For help dealing with common classroom issues related to teaching practice, visit the Enhancing practice page.

Personal problems affecting students

Students may approach you for help with non-academic issues. While it is important to deal with students empathically, it is not your role to solve their problems.

The best way of helping students is to redirect them to the broad range of support services that the University provides.

The University has a variety of resources for students who need information, advice, or are having problems with accommodation, parking, money, study, career choice, computing or their personal lives. This information can be found in the Student support section of myUQ. You might wish to familiarise yourself with the services available so you can let students know about them.

If a student is experiencing a problem for which urgent attention is required, you should consult with your course coordinator.

If a student has a health or psychiatric emergency, you should call Campus Security on 336 53333, 24 hours a day. Campus Security coordinates the response to all emergencies on campus.
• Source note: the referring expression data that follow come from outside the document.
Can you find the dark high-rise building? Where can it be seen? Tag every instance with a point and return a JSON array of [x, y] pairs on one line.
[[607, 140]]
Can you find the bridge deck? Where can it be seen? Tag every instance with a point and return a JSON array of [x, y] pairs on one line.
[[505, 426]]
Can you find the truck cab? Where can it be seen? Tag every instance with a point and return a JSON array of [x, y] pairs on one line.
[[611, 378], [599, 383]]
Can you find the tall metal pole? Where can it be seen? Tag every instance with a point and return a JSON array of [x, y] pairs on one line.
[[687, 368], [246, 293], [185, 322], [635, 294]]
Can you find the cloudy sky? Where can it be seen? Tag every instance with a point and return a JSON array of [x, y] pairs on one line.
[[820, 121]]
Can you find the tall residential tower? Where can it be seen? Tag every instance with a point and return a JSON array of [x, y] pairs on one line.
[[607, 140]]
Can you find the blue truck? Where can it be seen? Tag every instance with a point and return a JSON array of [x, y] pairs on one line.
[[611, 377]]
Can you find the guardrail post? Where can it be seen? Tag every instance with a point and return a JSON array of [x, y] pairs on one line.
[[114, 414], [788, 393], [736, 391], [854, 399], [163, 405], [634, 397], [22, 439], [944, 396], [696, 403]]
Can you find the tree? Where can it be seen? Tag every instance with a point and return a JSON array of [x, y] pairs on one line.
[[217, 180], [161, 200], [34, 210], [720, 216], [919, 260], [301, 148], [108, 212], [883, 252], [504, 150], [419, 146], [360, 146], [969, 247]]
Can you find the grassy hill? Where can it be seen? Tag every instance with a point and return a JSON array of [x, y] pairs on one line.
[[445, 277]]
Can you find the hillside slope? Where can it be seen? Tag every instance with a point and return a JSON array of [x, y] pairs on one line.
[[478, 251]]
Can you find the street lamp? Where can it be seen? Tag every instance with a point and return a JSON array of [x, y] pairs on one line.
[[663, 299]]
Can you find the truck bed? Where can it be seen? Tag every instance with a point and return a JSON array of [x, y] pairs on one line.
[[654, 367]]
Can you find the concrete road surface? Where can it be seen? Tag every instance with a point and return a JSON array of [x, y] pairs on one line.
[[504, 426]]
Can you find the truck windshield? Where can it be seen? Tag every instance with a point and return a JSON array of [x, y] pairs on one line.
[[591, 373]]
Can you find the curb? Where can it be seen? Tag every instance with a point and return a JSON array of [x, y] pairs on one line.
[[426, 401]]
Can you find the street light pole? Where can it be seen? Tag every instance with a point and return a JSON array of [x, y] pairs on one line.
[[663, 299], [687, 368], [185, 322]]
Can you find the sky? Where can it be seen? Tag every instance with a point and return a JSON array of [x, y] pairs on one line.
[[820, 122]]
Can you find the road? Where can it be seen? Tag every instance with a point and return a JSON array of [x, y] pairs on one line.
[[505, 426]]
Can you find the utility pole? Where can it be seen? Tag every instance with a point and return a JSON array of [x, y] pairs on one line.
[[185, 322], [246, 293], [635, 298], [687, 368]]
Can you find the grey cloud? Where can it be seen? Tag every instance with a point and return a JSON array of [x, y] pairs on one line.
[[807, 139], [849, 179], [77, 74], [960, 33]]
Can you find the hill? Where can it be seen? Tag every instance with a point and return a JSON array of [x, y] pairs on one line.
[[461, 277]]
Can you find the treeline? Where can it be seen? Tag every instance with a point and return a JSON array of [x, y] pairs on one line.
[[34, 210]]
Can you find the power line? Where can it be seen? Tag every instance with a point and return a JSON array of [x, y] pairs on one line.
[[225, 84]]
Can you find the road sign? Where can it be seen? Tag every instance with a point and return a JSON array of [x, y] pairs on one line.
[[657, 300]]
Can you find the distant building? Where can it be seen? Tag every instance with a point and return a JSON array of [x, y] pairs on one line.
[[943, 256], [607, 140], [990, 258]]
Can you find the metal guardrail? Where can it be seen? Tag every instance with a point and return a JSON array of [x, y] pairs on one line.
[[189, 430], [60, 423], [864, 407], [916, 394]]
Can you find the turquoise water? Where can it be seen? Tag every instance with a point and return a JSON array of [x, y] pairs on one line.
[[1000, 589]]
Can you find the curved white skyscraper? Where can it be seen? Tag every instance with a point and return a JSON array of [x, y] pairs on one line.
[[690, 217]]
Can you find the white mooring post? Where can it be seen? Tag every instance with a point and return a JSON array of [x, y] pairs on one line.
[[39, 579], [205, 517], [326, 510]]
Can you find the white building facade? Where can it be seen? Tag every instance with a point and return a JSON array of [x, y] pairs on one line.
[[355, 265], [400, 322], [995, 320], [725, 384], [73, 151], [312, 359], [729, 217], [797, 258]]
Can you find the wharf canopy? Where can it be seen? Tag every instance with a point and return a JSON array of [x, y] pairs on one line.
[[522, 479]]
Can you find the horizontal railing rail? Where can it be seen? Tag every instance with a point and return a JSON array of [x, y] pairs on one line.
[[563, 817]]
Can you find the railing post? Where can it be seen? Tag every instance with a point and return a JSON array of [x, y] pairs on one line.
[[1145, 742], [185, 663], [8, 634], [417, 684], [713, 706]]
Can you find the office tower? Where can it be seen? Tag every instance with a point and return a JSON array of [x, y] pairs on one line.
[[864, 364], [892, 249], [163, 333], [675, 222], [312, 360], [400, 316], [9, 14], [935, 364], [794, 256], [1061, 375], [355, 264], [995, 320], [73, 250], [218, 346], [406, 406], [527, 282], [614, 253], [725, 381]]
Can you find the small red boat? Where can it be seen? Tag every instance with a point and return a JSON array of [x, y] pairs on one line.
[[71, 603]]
Student complaints about academic matters

Students may have a grievance relating to teaching and learning in the course you are tutoring, particularly assessment. Your school or course coordinator should provide you with guidance about the ways in which these matters should be addressed.

Students with issues relating to the marking of assignments and exams can be referred to the myUQ page Querying a result, which gives guidance on the steps which can be taken, as well as providing links to relevant UQ policies.

Workplace issues for tutors

As a tutor, you may have issues with your course coordinator. You may feel that you are not being remunerated according to University policy or that you have not been given appropriate guidance to carry out your duties. Your school should provide you with advice as to the procedure you should use to discuss these issues.

In general, you should attempt to resolve the problem with the staff member concerned. If you are not satisfied with the outcome, bring the matter to the attention of the Head of School.

The Staff Grievance Resolution Policy outlines the University’s policy and procedures in regard to resolving staff grievances.